C’est l’obsession de la pureté raciale de sa lignée qui fait échouer le projet de Sutpen : il incite son fils au meurtre fratricide afin que ne soit pas dévoilé le métissage de sa lignée. Lorsqu’il rentre de la guerre, après le meurtre et la disparition de Henry, Sutpen cherche désespérément à le remplacer en engendrant un autre fils. Il propose d’abord à sa belle-sœur Rosa d’avoir un enfant et de ne l’épouser que si c’est un garçon, puis a des rapports avec Millie, la petite-fille de Wash Jones, un blanc pauvre, et cette dernière tombe enceinte. Il la rejette quand il découvre que ce n’est pas un garçon, en lui déclarant que si elle était une jument il lui aurait trouvé une stalle dans son écurie. Comme le suggère Carolyn Porter, ces deux épisodes exposent la fonction essentiellement procréative des femmes dans la société sudiste. Si Sutpen est toujours décrit comme une figure mystérieuse voire dangereuse par les villageois, ce n’est pas parce qu’il déroge aux lois de la communauté : le défaut de Sutpen est de vouloir accéder à la classe dominante sans se soucier d’occulter les ressorts de cette domination.
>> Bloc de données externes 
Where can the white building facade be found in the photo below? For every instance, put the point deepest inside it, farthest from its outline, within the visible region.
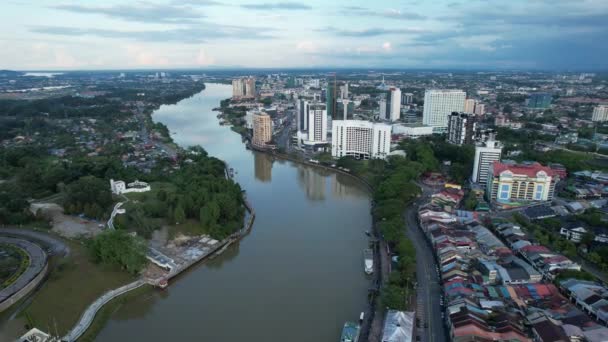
(439, 104)
(317, 124)
(485, 155)
(360, 139)
(395, 110)
(600, 113)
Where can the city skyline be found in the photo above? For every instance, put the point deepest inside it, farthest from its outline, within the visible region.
(244, 34)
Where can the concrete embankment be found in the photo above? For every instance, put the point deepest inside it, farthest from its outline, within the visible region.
(89, 314)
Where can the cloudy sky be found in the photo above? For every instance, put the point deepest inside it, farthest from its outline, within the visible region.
(522, 34)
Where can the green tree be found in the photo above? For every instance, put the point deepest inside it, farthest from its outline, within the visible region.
(118, 248)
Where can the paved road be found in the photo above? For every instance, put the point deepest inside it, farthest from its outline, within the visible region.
(429, 290)
(52, 244)
(37, 263)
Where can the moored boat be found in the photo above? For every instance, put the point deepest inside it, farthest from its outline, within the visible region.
(350, 332)
(368, 260)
Ses actions dévoilent le fondement même de l’ordre culturel, en exposant l’économie raciale et sexuelle sur laquelle il est fondé. Le fermier Wash Jones, autre figure de père meurtrier, tue Sutpen d’un coup de faux, avant d’assassiner sa petite-fille et son arrière-petite-fille et de se suicider. Le texte montre ainsi que l’obsession de la pureté raciale ne peut déboucher que sur l’impossibilité de la fondation : l’effondrement du projet de Sutpen est aussi celui du Sud, dans la mesure où il repose sur une fiction d’homogénéité raciale et de cohésion sociale. Dans cette perspective, la communauté fait défaut non parce qu’elle a été perdue, comme le suggèrent certaines relectures nostalgiques du Vieux Sud, mais bien parce qu’elle a toujours été fictive, que son homogénéité et sa cohésion sont illusoires.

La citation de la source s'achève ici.